Reflecting Black surfaces

Seeding the story: Just before heading to Debbie Deer’s Future Frames seminar at the Nia Centre, I read this Wired article that astounded me: A young woman’s controversial account on TikTok about being assaulted while on DoorDash duty begat a bevy of deepfake videos of real Black creators like journalist Mirlie Larose responding to the event. The AI-generated videos appropriated their actual faces, making them say things they never said, and they were racking up tens of thousands of views. I found TikTok accounts dedicated entirely to deepfaking existing Black creators, a form of digital “blackface.”

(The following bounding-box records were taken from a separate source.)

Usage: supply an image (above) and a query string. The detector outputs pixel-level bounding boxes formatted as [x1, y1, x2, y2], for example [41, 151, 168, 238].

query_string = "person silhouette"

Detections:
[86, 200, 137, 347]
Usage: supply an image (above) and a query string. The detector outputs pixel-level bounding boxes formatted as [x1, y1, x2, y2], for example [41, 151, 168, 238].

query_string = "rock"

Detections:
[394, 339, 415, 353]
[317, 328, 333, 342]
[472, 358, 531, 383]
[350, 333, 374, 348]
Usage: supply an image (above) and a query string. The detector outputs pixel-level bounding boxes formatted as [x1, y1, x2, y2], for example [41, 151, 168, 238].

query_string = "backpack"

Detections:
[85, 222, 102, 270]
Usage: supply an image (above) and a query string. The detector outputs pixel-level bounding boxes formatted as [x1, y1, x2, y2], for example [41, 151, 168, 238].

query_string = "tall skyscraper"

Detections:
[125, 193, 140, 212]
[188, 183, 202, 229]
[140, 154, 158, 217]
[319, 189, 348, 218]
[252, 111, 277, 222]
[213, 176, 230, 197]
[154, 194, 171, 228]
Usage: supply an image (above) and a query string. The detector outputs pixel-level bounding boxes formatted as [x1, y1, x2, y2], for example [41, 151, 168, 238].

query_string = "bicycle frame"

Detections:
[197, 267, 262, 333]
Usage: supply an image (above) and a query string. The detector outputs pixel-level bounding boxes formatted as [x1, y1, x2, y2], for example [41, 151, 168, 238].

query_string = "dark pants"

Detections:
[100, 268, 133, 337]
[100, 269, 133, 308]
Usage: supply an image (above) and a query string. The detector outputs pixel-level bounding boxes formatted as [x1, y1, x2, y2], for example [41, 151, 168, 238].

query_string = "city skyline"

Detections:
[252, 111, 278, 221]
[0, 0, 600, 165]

So I walked into the seminar already a little reflective on the malevolence of AI representation. Then Debbie credibly built the case that AI is a continuation of existing media that historically has and continues to “exact, extract, reproduce, and exclude” Black people from their own stories, if not checked. The Wired article was clearly part of a more pervasive pattern.
When Debbie showed Shudu Gram, the AI-generated Black model created by a white artist, a woman in the audience reflexively said something now imprinted in my mind: “They’ll do anything to not pay us.” I added that it’s also shutting their voices out of the process entirely.

My grain of thought: I’m struck with how ephemeral identity feels right now. How someone could co-opt your image for their own gain. What if somebody deepfakes me? But for Black creators this is already the reality. I was dismayed. But surprising to me, the room was not hopeless. There was an acknowledgement, acceptance, and a will to correct or at least dilute this pattern. I’m still reckoning with that contrast, but I’m glad to see others are taking action.